Mes diables sont partis, pour Dieu sait quel enfer.
(...) Malgré moi j’ai le coeur éclaté de tendresse,
Saint-Eustache a gagné, les diables sont partis.
Bernard Dimey
27 Février 1969.
Cinquante ans déjà !
Les Halles de Paris déménagent pour Rungis.
C'est "le déménagement du siècle".
"30.000 personnes, 1.000 entreprises de gros, 10.000 km2 de matériel, 5.000 tonnes de marchandises et 1.500 camions. Pour le seul marché aux fleurs ce sont environ 10.000 colis de fleurs et plantes qui prennent la route le 27 février au soir."
Les Halles...
C'est toute mon enfance….
Celles qui n'avaient pas changé depuis Emile Zola et son "Ventre de Paris"....
Le troisième roman des Rougon-Macquart...
Avec sa charcutière bien en chair Lisa Macquart devenu Lisa Quenu.

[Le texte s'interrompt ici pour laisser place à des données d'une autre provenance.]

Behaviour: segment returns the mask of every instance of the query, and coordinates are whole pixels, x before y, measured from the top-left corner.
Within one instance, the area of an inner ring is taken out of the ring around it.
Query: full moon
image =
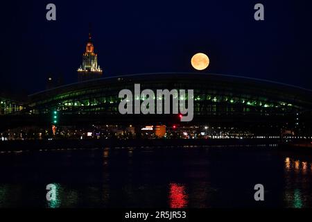
[[[196,53],[193,56],[191,63],[195,69],[204,70],[209,65],[209,58],[206,54]]]

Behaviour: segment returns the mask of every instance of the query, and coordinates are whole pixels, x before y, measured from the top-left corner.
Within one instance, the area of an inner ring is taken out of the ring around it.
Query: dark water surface
[[[0,153],[0,207],[311,207],[311,155],[274,146]]]

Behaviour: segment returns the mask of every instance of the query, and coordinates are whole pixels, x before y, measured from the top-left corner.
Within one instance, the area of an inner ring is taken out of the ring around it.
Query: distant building
[[[94,46],[91,40],[91,33],[89,33],[89,40],[83,55],[83,65],[77,70],[78,81],[101,78],[103,71],[98,65],[98,55],[94,53]]]

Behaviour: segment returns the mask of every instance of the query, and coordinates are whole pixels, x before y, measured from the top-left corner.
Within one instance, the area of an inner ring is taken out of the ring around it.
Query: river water
[[[0,153],[0,207],[312,207],[311,184],[312,156],[275,146]]]

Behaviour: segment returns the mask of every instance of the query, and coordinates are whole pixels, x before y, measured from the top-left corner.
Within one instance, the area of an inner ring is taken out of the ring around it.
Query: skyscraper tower
[[[77,70],[78,81],[101,78],[103,71],[98,66],[98,55],[94,53],[94,46],[92,41],[91,31],[89,32],[89,40],[85,51],[83,55],[83,65]]]

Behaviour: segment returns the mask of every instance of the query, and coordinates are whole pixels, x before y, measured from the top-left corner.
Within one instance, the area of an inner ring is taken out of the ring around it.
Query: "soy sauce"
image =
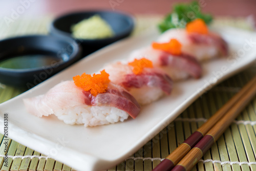
[[[14,56],[0,61],[0,68],[11,69],[36,69],[61,62],[63,58],[46,55]]]

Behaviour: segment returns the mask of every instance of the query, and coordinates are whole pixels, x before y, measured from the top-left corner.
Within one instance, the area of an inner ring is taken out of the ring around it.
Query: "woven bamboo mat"
[[[8,27],[0,21],[0,39],[26,34],[46,34],[51,16],[15,20]],[[138,34],[153,28],[159,20],[156,16],[136,17]],[[221,18],[214,24],[252,30],[245,18]],[[214,87],[196,100],[174,121],[164,128],[133,156],[117,166],[115,170],[151,170],[193,132],[239,91],[256,74],[256,63],[249,68]],[[22,93],[24,90],[0,83],[0,103]],[[193,170],[256,170],[256,98],[225,133],[214,144]],[[3,141],[3,135],[0,139]],[[3,164],[5,145],[0,146],[1,170],[73,170],[65,164],[10,140],[7,166]]]

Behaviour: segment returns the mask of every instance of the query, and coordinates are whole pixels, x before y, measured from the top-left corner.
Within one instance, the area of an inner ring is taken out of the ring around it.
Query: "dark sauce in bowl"
[[[0,61],[0,68],[11,69],[35,69],[51,66],[65,61],[63,58],[58,58],[46,55],[27,55],[14,56]]]

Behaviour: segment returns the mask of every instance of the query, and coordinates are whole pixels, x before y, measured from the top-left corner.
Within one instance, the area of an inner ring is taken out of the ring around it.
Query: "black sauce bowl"
[[[82,46],[83,56],[129,36],[134,29],[133,18],[128,14],[120,12],[95,10],[71,13],[57,18],[50,25],[50,33],[57,36],[72,37],[71,26],[95,14],[99,15],[110,25],[115,35],[106,38],[76,39],[77,42]]]
[[[35,35],[0,41],[0,64],[15,56],[26,55],[29,58],[35,55],[50,56],[56,60],[52,60],[50,65],[41,67],[13,69],[1,67],[0,82],[30,89],[79,59],[81,48],[68,37]],[[28,60],[30,61],[30,59]]]

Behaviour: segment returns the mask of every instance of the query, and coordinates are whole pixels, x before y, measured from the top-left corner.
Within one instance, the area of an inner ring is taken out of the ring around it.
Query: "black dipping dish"
[[[0,82],[30,89],[81,57],[70,37],[30,35],[0,41]]]
[[[74,12],[60,16],[51,24],[50,33],[57,36],[68,36],[73,37],[71,26],[95,14],[99,15],[110,25],[115,35],[112,37],[107,38],[76,39],[77,43],[82,46],[83,56],[129,36],[133,30],[134,23],[130,15],[119,12],[99,10]]]

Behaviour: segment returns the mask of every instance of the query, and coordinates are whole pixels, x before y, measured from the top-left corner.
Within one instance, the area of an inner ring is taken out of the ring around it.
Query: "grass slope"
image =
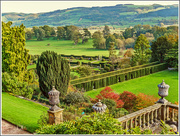
[[[48,108],[2,92],[2,118],[27,131],[34,132],[38,128],[37,120]]]
[[[129,91],[134,94],[144,93],[148,95],[158,96],[158,87],[157,85],[162,83],[164,79],[165,83],[170,85],[169,95],[166,99],[172,103],[178,101],[178,72],[177,71],[161,71],[144,77],[132,79],[129,81],[117,83],[110,85],[110,87],[116,93],[122,93],[123,91]],[[99,92],[104,88],[99,88],[96,90],[88,91],[85,94],[92,98],[95,98]]]
[[[50,44],[48,46],[47,44]],[[93,41],[90,39],[86,44],[79,43],[74,45],[71,40],[49,40],[37,41],[36,39],[26,41],[26,49],[29,49],[29,54],[41,54],[43,51],[55,51],[58,54],[66,55],[87,55],[87,56],[109,56],[108,50],[98,50],[93,48]],[[117,50],[118,51],[118,50]]]

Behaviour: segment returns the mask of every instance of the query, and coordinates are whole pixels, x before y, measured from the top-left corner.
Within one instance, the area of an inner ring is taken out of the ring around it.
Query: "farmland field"
[[[164,80],[166,84],[170,85],[169,95],[166,97],[166,99],[172,103],[177,102],[179,96],[177,71],[165,70],[144,77],[139,77],[129,81],[110,85],[110,87],[118,94],[122,93],[123,91],[129,91],[134,94],[144,93],[159,97],[157,85],[162,83],[162,80]],[[87,96],[90,96],[91,98],[95,98],[95,96],[98,95],[102,89],[103,88],[99,88],[96,90],[88,91],[85,94]]]
[[[34,132],[38,128],[37,121],[47,110],[47,107],[40,104],[2,93],[2,118],[25,127],[29,132]]]
[[[49,46],[47,44],[50,44]],[[55,51],[58,54],[65,55],[87,55],[87,56],[109,56],[108,50],[98,50],[93,48],[93,41],[90,39],[86,44],[74,45],[70,40],[49,40],[37,41],[36,39],[26,41],[26,49],[29,49],[29,54],[40,55],[43,51]],[[117,50],[118,53],[118,50]]]

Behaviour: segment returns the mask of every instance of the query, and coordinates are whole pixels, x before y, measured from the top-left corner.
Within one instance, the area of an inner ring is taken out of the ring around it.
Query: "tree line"
[[[82,39],[82,44],[88,42],[88,39],[91,38],[91,33],[87,28],[83,28],[83,33],[80,33],[79,28],[73,25],[58,26],[57,28],[44,25],[26,29],[26,39],[30,40],[33,36],[35,36],[38,41],[42,41],[44,38],[49,39],[50,37],[57,40],[73,40],[76,45],[80,39]]]

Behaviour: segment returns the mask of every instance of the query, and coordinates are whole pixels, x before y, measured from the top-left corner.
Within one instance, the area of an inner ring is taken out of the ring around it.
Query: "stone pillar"
[[[146,120],[145,120],[145,115],[146,115],[146,114],[144,113],[144,114],[143,114],[143,124],[142,124],[142,125],[143,125],[143,128],[145,128],[145,121],[146,121]]]
[[[154,111],[151,111],[151,124],[154,123],[154,121],[153,121],[153,118],[154,118],[153,113],[154,113]]]
[[[63,110],[64,109],[59,109],[56,111],[51,111],[48,110],[49,113],[49,124],[53,125],[53,124],[60,124],[63,122]]]
[[[149,127],[149,112],[147,113],[147,127]]]
[[[134,119],[134,127],[136,127],[136,126],[137,126],[137,116]]]
[[[166,120],[166,105],[161,106],[161,120],[162,121]]]
[[[52,105],[48,110],[49,114],[49,123],[52,124],[60,124],[63,122],[63,109],[59,108],[57,104],[59,101],[59,91],[55,89],[53,86],[52,90],[48,93],[49,95],[49,103]]]
[[[141,115],[139,116],[139,127],[141,128]]]

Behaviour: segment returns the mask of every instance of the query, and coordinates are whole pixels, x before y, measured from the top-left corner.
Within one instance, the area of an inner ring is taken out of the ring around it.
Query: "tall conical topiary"
[[[67,60],[61,58],[54,51],[45,51],[41,54],[37,63],[39,87],[47,98],[48,92],[55,86],[60,96],[67,93],[70,80],[70,67]]]

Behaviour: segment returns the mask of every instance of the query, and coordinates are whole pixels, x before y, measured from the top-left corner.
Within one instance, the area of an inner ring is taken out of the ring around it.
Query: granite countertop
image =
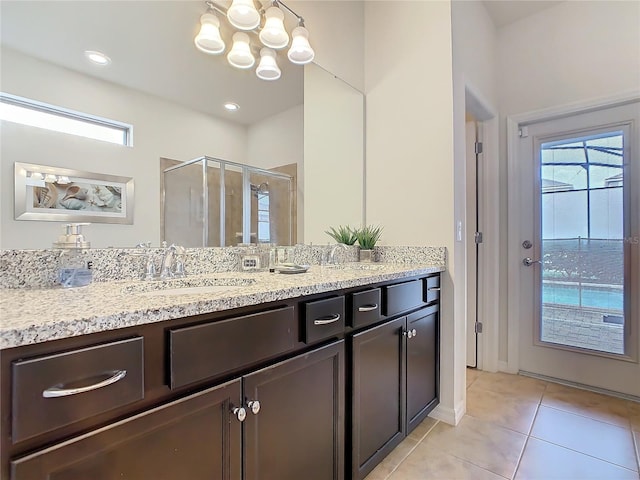
[[[0,349],[444,271],[435,264],[313,265],[306,273],[224,272],[162,282],[0,290]],[[165,288],[203,287],[168,294]]]

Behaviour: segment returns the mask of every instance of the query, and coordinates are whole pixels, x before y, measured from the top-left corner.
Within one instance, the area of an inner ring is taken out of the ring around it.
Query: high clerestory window
[[[131,125],[3,92],[0,92],[0,120],[118,145],[133,144]]]

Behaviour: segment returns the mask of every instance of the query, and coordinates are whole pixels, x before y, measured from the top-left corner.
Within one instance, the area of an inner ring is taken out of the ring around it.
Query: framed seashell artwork
[[[133,223],[133,178],[16,162],[15,219]]]

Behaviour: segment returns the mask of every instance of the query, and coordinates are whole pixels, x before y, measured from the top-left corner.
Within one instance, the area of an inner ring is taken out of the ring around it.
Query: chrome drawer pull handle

Et son beau-frère Florent, utopiste maigrichon, échappé du bagne de Guyane, qui n'a faim que de justice.
"Florent se heurtait à mille obstacles, à des porteurs qui se chargeaient, à des marchandes qui discutaient de leurs voix rudes ; il glissait sur le lit épais d'épluchures et de trognons qui couvrait la chaussée, il étouffait dans l'odeur puissante des feuilles écrasées."
Et oui, le fameux combat symbolique du gras contre le maigre.
Les Halles...
L'odeur doucereuse et vaguement écoeurante de certains soirs de juillet.
La vue des rats qui attaquaient les carcasses sanguinolentes des bêtes.
200.000 rongeurs qui menacèrent d'envahir Paris quand les travaux commencèrent.
Lire "Mémoire d'un rat des halles" de Michel Dansel.
Les Halles...
Trente-six métiers, trente-six misères...
J'y ai connu les diables…
Ces hommes "les portefaix" qui trainaient derrière eux d'immenses charrettes à bras remplies de cageots divers.
"La musique des Halles, c'est le fracas de tous les diables dans l'opéra de tous les jours." Robert Doisneau
Les forts des Halles…
L'aristocratie des Halles.
En 1968, ils sont encore 314.
Ces hommes que l'on reconnaissait à leur "coltin", un vaste chapeau caractéristique en cuir jaune à très larges bords et munis d'une calotte de plomb à l'intérieur qui leur permettait de supporter les lourdes charges "coltinées" sur la tête et qui la protégeait, ainsi que le cou et les épaules.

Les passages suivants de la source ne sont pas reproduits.